I was surprised a few years ago when the liquor board arrived and told me I could not put wine into growlers anymore.  We had been doing it for a few weeks, and had no idea that this would be prohibited.

Then, about a month ago, I again was appalled when they showed up to tell me that giving out samples of beer is not legal.  If a customer wants to come try something before committing to a full pint (or a full growler!), that is apparently not allowed in the state of Washington.  I went through every argument and rationale that I could, but the answer came back the same: “Knock it off.”

I have been fuming about these, because they just make no sense to me.  I have thought about the taxation implications, social benefits or lack thereof, over-serving, serving to minors, all the reasons that proper liquor laws exist.  And I keep coming to the same conclusion: It just doesn’t add up.

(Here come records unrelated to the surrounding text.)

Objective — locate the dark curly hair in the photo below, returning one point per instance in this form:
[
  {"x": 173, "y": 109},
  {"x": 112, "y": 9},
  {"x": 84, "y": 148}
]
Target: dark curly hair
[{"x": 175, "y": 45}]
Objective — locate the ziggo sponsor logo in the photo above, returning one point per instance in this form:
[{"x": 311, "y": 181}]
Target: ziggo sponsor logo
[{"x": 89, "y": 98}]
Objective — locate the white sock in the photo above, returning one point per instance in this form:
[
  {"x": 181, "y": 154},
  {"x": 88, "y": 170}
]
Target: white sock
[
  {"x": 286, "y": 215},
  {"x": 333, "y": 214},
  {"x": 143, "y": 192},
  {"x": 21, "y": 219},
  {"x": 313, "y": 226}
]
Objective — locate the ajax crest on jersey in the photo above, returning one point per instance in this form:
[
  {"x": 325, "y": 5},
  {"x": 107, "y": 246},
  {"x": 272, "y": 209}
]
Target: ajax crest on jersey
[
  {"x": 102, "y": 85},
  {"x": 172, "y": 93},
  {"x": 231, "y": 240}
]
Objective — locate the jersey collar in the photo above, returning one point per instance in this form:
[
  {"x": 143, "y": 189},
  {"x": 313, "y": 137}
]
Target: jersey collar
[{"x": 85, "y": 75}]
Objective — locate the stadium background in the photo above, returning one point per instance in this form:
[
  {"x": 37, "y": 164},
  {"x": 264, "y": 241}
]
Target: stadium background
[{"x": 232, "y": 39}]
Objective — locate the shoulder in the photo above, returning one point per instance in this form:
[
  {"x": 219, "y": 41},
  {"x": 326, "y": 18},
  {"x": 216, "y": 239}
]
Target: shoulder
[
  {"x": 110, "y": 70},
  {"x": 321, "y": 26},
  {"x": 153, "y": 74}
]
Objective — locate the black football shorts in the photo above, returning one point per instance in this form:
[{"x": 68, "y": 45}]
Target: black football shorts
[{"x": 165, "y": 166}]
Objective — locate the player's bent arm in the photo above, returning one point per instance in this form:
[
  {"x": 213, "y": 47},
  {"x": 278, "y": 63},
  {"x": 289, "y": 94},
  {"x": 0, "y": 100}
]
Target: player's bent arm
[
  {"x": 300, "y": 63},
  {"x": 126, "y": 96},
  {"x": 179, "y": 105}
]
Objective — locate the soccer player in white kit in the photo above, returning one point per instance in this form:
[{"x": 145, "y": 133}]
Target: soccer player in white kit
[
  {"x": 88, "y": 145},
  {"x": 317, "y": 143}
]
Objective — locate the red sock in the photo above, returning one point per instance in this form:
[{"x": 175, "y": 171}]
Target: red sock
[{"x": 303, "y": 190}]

The real reason why wine growlers and samples aren’t legal isn’t because the WA state government has outlawed them, of course.

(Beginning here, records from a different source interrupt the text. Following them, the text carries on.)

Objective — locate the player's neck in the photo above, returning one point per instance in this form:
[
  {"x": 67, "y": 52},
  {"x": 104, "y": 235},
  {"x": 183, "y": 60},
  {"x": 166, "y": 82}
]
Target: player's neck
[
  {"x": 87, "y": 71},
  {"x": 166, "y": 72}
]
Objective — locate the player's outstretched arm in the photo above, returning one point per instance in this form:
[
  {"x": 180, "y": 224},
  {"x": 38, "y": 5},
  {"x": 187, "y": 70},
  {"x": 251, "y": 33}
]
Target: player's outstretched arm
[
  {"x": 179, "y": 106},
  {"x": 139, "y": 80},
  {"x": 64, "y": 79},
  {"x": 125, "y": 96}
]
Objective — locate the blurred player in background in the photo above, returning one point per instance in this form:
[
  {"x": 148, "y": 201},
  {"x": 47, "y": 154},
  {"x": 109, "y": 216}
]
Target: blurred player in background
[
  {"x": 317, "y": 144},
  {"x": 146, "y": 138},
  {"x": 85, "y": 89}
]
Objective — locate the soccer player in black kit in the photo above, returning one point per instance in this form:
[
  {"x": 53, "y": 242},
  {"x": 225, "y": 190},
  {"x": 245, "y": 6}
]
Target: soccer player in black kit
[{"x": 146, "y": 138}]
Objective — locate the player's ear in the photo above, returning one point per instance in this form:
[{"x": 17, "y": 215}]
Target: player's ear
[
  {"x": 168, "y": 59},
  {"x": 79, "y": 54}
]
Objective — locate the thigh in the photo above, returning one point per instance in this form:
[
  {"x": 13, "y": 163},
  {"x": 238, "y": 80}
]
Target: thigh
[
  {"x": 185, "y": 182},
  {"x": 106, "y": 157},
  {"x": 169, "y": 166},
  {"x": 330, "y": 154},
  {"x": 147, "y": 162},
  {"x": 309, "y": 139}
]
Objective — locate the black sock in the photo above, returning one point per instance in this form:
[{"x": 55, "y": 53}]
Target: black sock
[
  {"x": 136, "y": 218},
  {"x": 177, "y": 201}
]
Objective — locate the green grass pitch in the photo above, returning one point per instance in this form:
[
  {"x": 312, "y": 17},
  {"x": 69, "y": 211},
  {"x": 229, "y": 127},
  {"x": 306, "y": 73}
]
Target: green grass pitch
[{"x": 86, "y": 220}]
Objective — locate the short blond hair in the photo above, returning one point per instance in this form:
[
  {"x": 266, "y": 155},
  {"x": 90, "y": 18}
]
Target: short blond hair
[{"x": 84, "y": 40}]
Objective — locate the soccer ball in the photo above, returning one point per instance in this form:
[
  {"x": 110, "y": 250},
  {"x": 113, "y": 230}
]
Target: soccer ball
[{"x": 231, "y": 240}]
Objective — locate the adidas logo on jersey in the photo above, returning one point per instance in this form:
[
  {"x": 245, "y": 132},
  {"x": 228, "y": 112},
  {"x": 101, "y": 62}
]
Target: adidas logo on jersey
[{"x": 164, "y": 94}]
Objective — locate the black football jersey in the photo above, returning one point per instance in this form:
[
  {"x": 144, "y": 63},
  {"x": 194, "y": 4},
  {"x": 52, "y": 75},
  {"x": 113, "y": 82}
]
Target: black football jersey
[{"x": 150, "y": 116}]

The reason they aren’t legal is because the state government hasn’t made a law allowing it.  Just like there is no stated law specifically prohibiting you getting your neighbor’s dog drunk, it doesn’t mean it is allowed.

However, this last week I took a trip to Tennessee.  There, if you just serve beer, you are limited to an ABV of 6.2; if you serve hard liquor, though, there is no limit (this may be hearsay; that is what I was told while there.  And yes, that was just two semi-colons in one sentence).  In restaurants in the state of Utah, you MUST purchase food in order to have a beer.  Even in Colorado, a stereotypically “craft beer state” they split the definition of “beer” (up to 3.2ABV) and “full strength beer” (over 3.2ABV) and thus liquor licenses will have different restrictions on them.

Here is one of my favorite articles highlighting political insanity (“corporate donations”.)

I think this is all fascinating.

“Politics is the art of looking for trouble, finding it everywhere, diagnosing it incorrectly, and applying the wrong remedies.” – Groucho Marx

I would love to respond to any questions on the WA legal system of alcohol, if you’d like to know why grocery stores can sample out beer (they can) but not a restaurant, or why the California wine association killed the Washington State wine-into-growlers law, or anything else.